America's new wonder: a record-breaking bridge

America's new wonder: a record-breaking bridge

The Mike O'Callaghan-Pat Tillman Memorial Bridge, which opened this month and connects the US states of Arizona and Nevada, spans the vast chasm 890 feet above the Colorado River that is controlled by the dam.

The striking 1,900-foot-long structure, which reroutes traffic off of the two-lane road atop the dam, will improve traffic in the region and help protect the dam from terrorist threats, officials said.

It is the seventh highest bridge in the world, behind four in China, one in Papua New Guinea and one in the US state of Colorado.

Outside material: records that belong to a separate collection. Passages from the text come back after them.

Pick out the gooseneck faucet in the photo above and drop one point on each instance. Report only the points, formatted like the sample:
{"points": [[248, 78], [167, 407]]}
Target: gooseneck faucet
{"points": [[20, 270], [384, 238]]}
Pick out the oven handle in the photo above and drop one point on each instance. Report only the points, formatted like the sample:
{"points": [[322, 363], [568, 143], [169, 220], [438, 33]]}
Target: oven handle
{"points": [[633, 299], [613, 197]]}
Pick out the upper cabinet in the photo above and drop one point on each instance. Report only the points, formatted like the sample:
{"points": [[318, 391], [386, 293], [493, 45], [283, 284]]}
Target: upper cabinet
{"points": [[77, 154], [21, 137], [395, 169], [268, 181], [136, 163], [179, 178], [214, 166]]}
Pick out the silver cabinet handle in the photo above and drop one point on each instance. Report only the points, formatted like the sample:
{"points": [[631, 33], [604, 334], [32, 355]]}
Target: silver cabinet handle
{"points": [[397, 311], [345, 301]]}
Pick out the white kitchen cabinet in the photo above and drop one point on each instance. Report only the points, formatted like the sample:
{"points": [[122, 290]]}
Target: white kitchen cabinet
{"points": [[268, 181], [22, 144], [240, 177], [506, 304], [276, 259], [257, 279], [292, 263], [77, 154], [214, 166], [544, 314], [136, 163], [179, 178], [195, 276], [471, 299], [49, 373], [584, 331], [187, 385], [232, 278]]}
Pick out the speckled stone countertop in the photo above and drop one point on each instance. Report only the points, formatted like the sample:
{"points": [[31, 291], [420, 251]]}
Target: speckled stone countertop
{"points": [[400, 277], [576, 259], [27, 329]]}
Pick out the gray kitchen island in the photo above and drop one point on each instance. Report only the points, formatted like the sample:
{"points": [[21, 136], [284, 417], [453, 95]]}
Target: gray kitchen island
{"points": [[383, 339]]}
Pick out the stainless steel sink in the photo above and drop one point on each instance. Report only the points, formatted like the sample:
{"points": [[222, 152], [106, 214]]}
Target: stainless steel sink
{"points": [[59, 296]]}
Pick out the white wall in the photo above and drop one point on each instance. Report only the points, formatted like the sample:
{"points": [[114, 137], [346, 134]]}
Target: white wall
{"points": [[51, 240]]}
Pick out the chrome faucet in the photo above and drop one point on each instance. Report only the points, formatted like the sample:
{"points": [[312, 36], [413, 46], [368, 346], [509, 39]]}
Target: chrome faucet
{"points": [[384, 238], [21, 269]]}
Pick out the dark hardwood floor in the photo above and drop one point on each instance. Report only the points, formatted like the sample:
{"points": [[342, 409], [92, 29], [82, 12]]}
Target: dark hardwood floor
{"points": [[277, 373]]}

"The Hoover Dam is the greatest civil engineering achievement in America's history," said bypass bridge project manager Dave Zanatell with the Federal Highway Administration.
"Our goal was not to outdo or outshine it. Our goal was to, in a respectful way, do something that would be great for our generation and that would stand besides Hoover Dam in a respectful and quality way that would become a part of Hoover's legacy."
The USD 240 million bridge was built in five years by 1,200 labourers and 300 engineers.
It could not have arrived at a better moment for a nation and region whose psyche has been pummelled by a prolonged, devastating recession.

Just as the Hoover Dam was built in the heart of the Great Depression and was seen as an example of the nation's can-do spirit, some hope this project can provide some uplift.
The dam and bridge are "two engineering wonders constructed at times when our country was looking at itself and wondering what the future held," said Colleen Dwyer of the Bureau of Reclamation, which manages the dam.

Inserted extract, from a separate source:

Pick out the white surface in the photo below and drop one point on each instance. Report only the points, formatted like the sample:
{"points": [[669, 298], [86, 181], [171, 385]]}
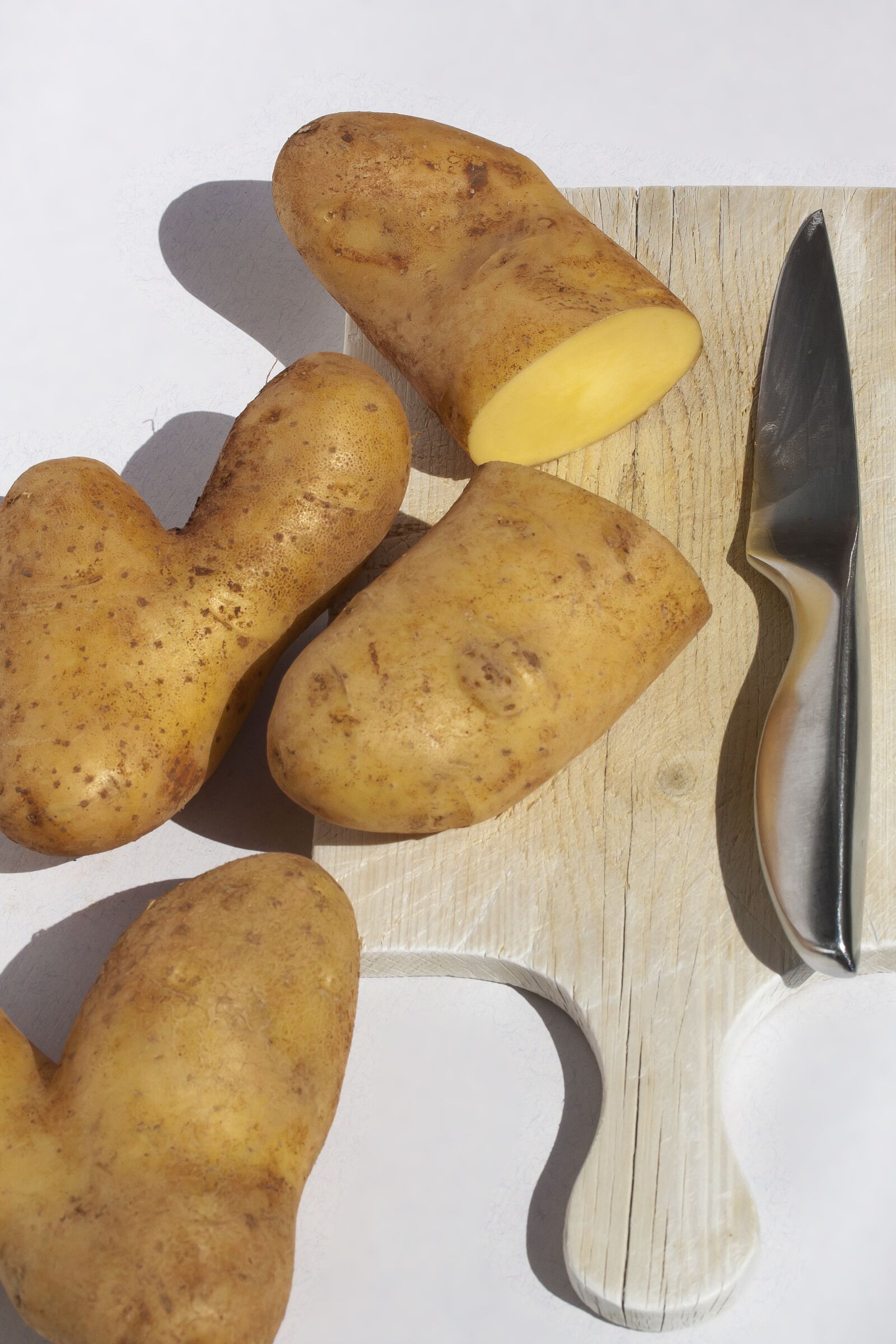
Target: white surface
{"points": [[137, 344]]}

"We're looking at what can be done even at these worst of times to make these wonderful structures come to be, to create something new and different which enables America to keep moving ahead. That's the parallel."

The bridge's dimensions are staggering: at 1,050 feet, its support arch is the longest arch in the Western Hemisphere, holding up a roadway that leans on 300-foot-long concrete pillars, some of the tallest in the world.